A la muerte, los humanos siempre la tratamos sin profundizar. Nos da miedo. A veces le dimos tono dramático, otras trágico-cómico, como en la actualidad, a modo de adelanto del carnaval, con demonios, brujas y calaveras en las calles, acompañados de la droga y el alcohol. Algo de esperar en el contexto de una sociedad cada día más banal.
Recordemos que a partir del XV nuestra nobleza comenzó su declive. Yo siempre he pensado que antes, con la llegada de la pólvora y la artillería, que harían inservibles murallas y castillos feudales. Una nueva aristocracia, la del dinero, comenzaba a abrirse camino. Pues bien, la vieja aristocracia resistía a nivel social y trataba de afrontar la muerte afirmando un «aquí no pasa nada». Todo lo contrario: «Estamos», y, como expresión de permanencia y poder, los grandes catafalcos o monumentos funerarios para las exequias, y los ‘papers de mort’ donde se exhibían los escudos y los signos de grandeza, junto el olor a cera quemada de los cirios y hachones. La parafernalia era grandiosa, mientras que para las gentes sencillas bastaba con alcanzar una sepultura.
Está claro que con la desaparición de la llamada aristocracia del dinero y a pesar de que la muerte nos iguala a todos, la nueva aristocracia del dinero, seguiría haciendo de la muerte un factor de permanencia.
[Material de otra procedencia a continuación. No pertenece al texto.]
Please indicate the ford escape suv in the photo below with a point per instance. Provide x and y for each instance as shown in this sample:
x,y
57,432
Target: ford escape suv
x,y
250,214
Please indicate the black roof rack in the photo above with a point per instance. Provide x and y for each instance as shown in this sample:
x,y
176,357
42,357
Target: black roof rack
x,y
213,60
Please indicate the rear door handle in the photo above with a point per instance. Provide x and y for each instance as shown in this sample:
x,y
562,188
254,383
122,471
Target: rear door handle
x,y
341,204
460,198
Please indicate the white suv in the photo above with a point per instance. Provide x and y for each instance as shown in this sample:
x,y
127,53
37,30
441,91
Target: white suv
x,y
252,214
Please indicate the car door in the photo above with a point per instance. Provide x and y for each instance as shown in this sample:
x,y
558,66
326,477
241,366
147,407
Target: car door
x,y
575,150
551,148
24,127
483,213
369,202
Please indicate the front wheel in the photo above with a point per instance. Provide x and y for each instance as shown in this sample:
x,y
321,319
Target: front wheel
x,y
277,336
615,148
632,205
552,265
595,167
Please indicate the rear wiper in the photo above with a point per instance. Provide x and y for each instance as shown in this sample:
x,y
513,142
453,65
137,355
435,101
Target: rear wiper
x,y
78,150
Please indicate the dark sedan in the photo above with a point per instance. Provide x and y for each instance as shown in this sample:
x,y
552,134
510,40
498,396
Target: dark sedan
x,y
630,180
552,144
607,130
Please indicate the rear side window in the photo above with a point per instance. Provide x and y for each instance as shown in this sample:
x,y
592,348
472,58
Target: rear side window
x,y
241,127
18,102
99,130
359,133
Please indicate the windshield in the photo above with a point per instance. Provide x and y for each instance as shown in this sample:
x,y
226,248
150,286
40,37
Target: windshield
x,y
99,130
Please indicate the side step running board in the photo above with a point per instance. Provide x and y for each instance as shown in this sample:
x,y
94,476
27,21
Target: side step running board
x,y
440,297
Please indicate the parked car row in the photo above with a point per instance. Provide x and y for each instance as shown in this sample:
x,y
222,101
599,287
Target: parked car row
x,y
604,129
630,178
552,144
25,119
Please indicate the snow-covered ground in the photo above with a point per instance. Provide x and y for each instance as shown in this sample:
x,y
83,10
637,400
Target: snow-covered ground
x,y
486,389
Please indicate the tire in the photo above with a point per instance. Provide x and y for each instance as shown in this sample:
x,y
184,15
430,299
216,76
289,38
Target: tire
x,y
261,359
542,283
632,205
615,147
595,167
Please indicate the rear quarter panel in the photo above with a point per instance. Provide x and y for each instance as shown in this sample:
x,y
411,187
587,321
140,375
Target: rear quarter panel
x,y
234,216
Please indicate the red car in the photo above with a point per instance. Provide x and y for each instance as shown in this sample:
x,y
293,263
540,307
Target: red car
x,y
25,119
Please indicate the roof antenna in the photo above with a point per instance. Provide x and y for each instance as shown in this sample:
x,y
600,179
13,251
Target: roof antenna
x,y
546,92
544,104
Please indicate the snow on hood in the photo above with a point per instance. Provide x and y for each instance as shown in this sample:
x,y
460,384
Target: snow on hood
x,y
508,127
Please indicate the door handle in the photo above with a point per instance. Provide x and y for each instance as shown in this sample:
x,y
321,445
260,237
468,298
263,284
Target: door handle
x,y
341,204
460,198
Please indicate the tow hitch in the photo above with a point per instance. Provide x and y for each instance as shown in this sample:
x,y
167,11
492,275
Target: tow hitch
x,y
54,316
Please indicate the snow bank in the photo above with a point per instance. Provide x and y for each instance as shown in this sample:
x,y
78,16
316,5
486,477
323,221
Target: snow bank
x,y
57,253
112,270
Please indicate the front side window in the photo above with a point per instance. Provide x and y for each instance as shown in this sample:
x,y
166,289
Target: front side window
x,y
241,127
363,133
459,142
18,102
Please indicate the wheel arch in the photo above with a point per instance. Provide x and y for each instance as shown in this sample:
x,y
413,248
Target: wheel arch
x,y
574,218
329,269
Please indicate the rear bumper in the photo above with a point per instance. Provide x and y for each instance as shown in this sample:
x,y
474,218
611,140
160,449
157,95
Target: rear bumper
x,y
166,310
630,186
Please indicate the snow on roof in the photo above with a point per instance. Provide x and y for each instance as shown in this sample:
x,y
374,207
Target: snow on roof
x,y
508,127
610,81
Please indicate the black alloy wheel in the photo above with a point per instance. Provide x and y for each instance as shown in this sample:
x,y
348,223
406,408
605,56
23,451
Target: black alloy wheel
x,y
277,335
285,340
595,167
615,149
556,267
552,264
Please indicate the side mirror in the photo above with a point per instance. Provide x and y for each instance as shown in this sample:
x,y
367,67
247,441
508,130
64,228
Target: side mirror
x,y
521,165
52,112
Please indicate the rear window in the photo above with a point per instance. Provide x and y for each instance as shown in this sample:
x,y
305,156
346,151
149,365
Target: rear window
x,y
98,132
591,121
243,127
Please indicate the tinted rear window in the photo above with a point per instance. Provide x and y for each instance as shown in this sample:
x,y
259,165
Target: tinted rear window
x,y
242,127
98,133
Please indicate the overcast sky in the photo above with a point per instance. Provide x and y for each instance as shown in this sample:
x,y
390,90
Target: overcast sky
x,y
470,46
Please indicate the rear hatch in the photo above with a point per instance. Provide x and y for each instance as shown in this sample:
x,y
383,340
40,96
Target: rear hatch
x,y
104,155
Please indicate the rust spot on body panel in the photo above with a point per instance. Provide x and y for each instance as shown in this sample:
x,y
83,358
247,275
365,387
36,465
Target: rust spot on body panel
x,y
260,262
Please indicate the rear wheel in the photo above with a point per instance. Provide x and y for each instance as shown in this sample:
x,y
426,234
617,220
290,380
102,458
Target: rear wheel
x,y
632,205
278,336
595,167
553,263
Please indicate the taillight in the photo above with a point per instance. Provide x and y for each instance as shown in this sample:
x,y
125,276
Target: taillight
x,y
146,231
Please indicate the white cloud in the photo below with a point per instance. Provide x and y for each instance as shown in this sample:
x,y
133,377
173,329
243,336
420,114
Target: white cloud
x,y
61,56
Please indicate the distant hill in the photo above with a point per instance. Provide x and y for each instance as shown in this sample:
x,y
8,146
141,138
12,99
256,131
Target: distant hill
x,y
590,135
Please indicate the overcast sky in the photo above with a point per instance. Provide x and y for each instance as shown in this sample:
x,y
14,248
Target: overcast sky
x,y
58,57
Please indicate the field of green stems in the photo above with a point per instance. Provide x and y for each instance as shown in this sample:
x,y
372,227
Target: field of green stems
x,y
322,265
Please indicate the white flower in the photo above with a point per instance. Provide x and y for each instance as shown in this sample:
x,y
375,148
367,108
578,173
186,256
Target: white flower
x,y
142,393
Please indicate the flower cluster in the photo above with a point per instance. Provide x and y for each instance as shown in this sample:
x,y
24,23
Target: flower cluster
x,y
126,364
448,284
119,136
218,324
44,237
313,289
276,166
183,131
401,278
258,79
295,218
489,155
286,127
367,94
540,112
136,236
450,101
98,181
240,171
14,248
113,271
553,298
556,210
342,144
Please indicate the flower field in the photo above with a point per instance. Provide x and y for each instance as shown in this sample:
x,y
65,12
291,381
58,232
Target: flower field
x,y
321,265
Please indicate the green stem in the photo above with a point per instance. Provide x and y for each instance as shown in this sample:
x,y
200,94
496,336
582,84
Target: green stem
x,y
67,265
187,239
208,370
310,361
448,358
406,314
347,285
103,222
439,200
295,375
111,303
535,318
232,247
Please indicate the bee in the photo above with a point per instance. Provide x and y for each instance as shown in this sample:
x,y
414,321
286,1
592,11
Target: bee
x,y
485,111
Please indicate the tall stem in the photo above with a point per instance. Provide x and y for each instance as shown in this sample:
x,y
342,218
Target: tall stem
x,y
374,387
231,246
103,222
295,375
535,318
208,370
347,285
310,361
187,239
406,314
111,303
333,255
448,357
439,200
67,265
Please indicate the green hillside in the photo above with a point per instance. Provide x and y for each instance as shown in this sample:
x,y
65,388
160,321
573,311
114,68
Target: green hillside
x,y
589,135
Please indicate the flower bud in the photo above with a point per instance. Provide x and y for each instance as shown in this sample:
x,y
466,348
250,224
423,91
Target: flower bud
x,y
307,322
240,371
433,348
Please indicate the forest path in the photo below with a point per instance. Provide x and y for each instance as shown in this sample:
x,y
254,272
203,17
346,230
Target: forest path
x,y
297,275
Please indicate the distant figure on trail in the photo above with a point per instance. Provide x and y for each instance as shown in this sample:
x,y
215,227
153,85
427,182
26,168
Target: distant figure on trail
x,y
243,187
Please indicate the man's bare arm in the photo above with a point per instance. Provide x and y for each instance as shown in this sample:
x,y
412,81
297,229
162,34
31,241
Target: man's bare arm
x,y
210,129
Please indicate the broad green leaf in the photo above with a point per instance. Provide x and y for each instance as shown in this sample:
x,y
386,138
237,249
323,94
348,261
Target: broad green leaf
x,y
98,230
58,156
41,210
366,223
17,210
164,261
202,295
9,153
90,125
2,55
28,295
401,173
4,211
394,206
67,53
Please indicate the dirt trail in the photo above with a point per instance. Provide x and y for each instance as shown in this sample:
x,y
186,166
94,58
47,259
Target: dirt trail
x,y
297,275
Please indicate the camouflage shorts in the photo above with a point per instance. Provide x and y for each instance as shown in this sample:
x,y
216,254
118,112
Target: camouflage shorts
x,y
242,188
De ahí los grandes panteones en los cementerios civiles y la parafernalia de los adornos floreales y grandes entierros. Recuerdo el de Juan March Ordinas. El coche fúnebre recorrió la calle Palacio hasta la Catedral, y una auténtica multitud lo contemplaba desde las aceras en impresionante silencio. ¿Qué pensaba? Supongo que en algo muy obvio: que la muerte nos iguala.
Hoy los féretros ya no son despedidos en las iglesias. Se les despide en los tanatorios, y tras unas horas de acompañamiento, la incineración o el entierro. La sociedad igualitaria ha impuesto sus normas, y la nueva aristocracia del dinero se conforma con su anuncio en una buena esquela, suficiente para aclarar la dimensión social del fallecido. Después, los medios ya se cuidarán de dar resonancia al evento.
Hay que reconocer que ni la muerte escapa a los dictados del momento histórico. Sin embargo, a pesar de que nos iguale, ante ella no todos seguimos dándole el mismo trato. Recuerdo a mi abuelo, el farmacéutico Jaime Homs Pallás. La guerra le había desposeído de dinero y de farmacia. También de salud. Veía cercana la muerte, y además lejos de Mallorca, en el campo de Tarragona. De ahí su queja. «Nadie acudirá a mi entierro». Fiaba en la Divina Misericordia, pero sentía la falta de arropamiento de los suyos, los tantísimos amigos cosechados en vida. Yo con mis ojos de niño de siete años no acababa de entender. Hoy sí. Más que el poder del dinero y de la posición, los amigos son lo único que deseamos conservar. Aún nos queda humanidad, el llamado «ser social». Dios nos lo conserve.